Listening to FM radio while driving is one the most pleasant tasks that almost everybody has experienced. The FM broadcast band, by radio station, is not the same all over the world. In Europe and Africa (ITU region 1), it spans from 87.5 to 108.0 mega hertz (MHz), while in America (ITU region 2) it goes from 88.0 to 108.0 MHz; In Japan it uses 76.0 to 90 MHz. The OIRT band in Eastern Europe is from 65.8 to 74.0 MHz, although these countries now primarily use the 87.5 to 108 MHz band, as in the case of Russia. Some other countries have already discontinued the OIRT band and have changed to the 87.5 to 108 MHz band.” In this study, a car antenna has been designed, simulated, and proved fully operational within all mentioned frequency bands. In this example, the performances of the antenna are assessed and described.
Figure 1 - FM radio antenna's radiation above a car
Through this simulation, we should be able to get an approximate idea about the emission and reception properties of the designed car antenna and to what extent it is compatible with the mentioned multiple FM broadcast bands. The frequency plan used in this antenna simulation is fast sweep: the simulator tries to estimate the curves of the antenna parameters.

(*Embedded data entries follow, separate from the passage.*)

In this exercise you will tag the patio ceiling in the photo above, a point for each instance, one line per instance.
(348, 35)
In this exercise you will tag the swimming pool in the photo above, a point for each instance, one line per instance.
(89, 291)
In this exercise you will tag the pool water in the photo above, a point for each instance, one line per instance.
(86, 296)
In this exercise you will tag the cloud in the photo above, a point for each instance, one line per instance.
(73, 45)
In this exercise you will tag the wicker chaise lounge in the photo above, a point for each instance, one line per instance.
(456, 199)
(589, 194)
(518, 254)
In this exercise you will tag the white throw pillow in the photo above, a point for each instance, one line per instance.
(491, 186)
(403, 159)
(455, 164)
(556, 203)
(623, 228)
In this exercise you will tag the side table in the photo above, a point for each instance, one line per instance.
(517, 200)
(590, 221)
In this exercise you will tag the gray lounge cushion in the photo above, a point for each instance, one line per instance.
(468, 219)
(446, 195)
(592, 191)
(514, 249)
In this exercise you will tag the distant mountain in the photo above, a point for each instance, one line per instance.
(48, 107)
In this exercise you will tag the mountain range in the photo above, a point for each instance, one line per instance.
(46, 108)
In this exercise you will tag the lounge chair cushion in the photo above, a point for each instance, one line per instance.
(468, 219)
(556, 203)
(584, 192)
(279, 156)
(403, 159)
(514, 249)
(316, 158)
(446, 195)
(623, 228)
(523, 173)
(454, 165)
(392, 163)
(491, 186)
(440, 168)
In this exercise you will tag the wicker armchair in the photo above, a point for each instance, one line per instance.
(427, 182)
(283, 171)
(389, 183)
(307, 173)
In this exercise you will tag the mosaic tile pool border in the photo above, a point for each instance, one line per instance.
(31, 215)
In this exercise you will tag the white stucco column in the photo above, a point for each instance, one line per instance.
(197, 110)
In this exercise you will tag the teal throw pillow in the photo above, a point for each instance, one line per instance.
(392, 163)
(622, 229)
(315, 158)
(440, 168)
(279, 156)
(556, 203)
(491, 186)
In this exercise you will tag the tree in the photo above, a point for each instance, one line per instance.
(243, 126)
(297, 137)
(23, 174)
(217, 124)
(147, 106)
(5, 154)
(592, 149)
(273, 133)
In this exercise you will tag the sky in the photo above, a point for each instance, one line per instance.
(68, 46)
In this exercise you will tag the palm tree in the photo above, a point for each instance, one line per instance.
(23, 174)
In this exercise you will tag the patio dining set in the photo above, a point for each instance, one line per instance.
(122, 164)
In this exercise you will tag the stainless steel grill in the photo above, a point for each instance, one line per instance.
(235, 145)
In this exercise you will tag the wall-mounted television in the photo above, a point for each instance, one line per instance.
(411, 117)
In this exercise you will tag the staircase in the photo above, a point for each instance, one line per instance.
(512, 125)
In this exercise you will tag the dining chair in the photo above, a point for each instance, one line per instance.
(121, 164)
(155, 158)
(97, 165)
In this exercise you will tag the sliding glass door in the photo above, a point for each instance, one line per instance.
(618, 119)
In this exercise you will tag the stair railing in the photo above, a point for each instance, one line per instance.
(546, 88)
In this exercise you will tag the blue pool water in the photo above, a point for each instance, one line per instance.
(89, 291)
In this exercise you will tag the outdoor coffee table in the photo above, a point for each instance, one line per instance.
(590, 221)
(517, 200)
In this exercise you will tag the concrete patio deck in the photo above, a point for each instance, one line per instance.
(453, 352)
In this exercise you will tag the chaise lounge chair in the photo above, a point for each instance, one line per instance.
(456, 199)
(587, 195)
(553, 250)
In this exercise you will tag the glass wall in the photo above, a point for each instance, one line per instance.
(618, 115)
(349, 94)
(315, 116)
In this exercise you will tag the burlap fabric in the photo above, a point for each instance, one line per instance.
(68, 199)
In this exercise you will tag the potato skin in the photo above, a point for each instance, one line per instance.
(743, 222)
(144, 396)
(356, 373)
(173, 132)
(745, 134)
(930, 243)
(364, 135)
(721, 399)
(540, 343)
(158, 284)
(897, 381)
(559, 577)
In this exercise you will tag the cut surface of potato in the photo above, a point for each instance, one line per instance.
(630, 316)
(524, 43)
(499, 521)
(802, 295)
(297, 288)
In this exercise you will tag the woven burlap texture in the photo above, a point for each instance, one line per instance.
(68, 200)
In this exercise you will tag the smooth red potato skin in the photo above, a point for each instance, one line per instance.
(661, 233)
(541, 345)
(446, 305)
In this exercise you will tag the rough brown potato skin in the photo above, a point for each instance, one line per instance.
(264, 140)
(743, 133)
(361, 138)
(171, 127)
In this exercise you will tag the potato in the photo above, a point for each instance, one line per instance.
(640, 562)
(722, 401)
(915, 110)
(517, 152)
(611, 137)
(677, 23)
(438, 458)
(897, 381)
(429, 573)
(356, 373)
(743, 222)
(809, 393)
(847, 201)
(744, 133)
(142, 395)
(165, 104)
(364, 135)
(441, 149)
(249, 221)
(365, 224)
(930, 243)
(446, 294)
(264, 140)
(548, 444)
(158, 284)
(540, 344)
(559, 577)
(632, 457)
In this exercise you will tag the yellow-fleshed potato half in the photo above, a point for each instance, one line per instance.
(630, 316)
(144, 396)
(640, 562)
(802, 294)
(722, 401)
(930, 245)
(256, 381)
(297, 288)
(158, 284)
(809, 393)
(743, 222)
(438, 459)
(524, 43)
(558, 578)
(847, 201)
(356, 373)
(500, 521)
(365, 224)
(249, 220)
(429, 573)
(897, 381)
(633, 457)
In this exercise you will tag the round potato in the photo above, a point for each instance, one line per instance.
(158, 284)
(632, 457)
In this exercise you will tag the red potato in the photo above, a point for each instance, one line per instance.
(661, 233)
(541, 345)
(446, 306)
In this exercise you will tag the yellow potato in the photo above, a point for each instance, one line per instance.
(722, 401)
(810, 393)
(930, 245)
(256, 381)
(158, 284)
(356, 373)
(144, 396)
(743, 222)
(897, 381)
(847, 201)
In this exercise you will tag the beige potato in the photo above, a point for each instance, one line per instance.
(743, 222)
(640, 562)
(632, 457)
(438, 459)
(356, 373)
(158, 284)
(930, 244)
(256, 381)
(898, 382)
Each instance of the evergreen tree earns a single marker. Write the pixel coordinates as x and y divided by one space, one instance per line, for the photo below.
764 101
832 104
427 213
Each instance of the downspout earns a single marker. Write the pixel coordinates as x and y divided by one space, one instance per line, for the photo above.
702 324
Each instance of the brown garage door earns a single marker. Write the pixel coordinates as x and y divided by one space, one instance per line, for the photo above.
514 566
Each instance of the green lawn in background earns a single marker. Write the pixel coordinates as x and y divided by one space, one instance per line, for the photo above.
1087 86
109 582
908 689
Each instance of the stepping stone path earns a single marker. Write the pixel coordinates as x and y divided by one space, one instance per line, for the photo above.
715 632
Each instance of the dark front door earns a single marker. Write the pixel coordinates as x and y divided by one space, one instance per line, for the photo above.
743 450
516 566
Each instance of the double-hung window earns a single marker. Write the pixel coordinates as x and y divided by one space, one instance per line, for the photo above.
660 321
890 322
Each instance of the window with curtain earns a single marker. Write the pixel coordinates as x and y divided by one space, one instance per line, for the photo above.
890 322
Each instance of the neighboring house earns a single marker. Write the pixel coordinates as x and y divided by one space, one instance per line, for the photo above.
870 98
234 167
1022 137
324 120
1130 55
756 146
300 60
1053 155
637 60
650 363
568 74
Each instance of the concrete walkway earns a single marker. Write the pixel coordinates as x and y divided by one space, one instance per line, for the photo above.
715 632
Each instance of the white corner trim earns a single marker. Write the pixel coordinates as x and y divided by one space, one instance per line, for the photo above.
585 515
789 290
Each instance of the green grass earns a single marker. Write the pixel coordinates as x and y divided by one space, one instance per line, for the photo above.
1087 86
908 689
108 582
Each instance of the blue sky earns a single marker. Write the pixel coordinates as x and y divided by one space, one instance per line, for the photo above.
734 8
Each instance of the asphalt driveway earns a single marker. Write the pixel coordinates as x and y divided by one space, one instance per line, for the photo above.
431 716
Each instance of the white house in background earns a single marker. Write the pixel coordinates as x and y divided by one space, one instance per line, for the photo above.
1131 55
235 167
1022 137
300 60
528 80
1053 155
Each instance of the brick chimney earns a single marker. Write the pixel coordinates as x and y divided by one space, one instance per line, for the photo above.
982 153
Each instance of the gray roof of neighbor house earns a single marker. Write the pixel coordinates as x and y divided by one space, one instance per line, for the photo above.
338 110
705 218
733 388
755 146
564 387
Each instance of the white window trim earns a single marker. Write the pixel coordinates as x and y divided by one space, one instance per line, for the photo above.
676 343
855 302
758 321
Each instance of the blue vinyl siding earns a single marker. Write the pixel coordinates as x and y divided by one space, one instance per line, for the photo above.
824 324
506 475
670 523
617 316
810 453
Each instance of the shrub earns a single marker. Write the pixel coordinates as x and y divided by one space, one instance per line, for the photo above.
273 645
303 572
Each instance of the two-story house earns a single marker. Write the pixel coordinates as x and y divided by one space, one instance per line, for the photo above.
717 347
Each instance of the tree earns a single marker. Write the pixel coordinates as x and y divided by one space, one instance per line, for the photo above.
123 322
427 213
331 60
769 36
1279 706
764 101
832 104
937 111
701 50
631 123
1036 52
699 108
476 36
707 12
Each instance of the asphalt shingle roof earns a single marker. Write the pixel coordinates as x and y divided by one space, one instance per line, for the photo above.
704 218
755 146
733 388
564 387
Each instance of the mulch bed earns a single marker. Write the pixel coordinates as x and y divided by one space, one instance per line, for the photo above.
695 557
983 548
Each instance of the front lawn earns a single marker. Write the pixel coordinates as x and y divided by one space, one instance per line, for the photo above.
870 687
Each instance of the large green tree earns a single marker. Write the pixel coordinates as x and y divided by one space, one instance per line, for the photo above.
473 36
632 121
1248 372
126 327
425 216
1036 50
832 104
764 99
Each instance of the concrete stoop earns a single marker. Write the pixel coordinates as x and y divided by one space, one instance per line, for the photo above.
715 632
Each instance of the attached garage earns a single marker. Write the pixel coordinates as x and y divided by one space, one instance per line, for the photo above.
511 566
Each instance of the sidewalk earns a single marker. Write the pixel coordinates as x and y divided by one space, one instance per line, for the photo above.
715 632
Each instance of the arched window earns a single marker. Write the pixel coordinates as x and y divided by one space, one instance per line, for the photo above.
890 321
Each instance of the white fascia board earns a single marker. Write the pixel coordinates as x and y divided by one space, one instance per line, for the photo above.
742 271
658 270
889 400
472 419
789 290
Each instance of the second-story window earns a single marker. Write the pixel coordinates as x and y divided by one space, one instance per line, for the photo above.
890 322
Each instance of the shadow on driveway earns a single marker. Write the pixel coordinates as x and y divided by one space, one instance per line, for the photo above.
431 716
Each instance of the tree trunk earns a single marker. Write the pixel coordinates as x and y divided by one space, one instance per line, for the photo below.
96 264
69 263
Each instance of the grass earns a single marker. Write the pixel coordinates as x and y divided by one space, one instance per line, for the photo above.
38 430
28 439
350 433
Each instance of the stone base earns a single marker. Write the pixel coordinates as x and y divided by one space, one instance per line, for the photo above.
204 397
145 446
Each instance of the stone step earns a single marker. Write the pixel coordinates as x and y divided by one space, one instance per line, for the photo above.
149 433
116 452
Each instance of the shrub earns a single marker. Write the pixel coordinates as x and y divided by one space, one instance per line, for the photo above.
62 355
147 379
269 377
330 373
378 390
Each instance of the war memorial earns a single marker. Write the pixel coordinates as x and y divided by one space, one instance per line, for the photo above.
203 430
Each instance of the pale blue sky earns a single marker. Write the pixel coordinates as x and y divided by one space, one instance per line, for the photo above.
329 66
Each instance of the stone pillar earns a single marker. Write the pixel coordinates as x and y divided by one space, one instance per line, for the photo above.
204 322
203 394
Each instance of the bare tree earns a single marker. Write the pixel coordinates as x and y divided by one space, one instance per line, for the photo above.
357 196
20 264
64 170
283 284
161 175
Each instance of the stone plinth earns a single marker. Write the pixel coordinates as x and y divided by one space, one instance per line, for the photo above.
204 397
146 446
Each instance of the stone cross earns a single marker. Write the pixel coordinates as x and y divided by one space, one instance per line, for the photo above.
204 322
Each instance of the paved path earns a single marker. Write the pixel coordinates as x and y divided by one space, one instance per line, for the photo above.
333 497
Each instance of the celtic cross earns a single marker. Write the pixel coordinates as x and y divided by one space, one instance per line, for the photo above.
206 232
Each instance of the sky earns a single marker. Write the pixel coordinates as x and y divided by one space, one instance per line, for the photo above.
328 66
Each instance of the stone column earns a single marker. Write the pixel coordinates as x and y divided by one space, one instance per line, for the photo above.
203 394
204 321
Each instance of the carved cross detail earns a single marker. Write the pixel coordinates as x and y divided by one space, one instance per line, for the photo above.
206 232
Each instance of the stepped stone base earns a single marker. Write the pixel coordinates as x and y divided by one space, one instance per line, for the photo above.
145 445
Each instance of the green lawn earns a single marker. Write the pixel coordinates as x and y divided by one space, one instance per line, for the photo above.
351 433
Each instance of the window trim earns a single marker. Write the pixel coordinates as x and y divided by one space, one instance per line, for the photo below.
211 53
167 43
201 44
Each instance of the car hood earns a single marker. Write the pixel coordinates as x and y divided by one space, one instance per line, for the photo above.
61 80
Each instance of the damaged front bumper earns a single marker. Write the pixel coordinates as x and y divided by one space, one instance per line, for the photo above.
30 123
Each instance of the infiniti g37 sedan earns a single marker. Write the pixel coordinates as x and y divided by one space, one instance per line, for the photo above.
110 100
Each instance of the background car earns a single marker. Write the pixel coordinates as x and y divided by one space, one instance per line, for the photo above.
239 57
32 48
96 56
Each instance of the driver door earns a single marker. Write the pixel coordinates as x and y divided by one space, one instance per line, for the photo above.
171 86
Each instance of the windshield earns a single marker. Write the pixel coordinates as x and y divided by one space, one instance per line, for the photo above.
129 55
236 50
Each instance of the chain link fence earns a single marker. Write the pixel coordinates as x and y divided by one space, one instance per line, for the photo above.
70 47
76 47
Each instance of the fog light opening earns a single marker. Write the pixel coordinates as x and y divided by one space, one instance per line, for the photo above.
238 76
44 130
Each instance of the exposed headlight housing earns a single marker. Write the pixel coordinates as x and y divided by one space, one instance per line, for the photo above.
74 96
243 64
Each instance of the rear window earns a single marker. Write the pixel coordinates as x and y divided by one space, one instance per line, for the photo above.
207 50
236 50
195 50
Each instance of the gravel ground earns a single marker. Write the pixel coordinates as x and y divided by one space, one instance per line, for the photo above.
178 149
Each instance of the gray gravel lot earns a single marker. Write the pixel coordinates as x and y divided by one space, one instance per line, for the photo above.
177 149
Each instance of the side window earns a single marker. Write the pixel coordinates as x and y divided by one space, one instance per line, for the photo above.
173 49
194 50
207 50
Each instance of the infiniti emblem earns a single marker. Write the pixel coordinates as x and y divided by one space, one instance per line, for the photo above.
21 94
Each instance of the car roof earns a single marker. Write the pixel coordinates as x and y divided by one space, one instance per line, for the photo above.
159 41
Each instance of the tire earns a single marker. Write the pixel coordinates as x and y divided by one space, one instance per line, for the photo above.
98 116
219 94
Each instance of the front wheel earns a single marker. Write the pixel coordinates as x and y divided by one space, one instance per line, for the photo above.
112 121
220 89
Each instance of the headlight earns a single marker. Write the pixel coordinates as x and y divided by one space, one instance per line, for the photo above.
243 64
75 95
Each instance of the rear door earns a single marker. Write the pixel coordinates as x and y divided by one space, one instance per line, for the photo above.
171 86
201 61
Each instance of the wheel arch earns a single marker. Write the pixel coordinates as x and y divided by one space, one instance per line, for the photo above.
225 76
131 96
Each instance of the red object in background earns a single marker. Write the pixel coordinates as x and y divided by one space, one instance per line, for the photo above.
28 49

The placement of the antenna (inside, outside the car, the relative position with regards to the BTS) are conditions. The port is applied to the Duroid 5880 small surface. Analogously to a coaxial cable, the outer surface is a treated as a PEC surface while the antenna's stem is assigned a signal boundary condition it.
The following figure shows the electric field radiation pattern of the car antenna at 90 MHz. The pattern is similar to an omnidirectional antenna's and is the same for all Phi angles (i.e Theta = constant). We note that the smaller the angle's step is the smoother the plot gets: here we have a step of 15° for Phi and 10° for Theta.
The return loss at the antenna's port is around 15 dB from 60 MHz to 120 MHz which is acceptable and covers the FM frequency bands mentioned in the introduction.
This figure shows the radiation of the electric field at 90 MHz with a phase equal to Pi/2.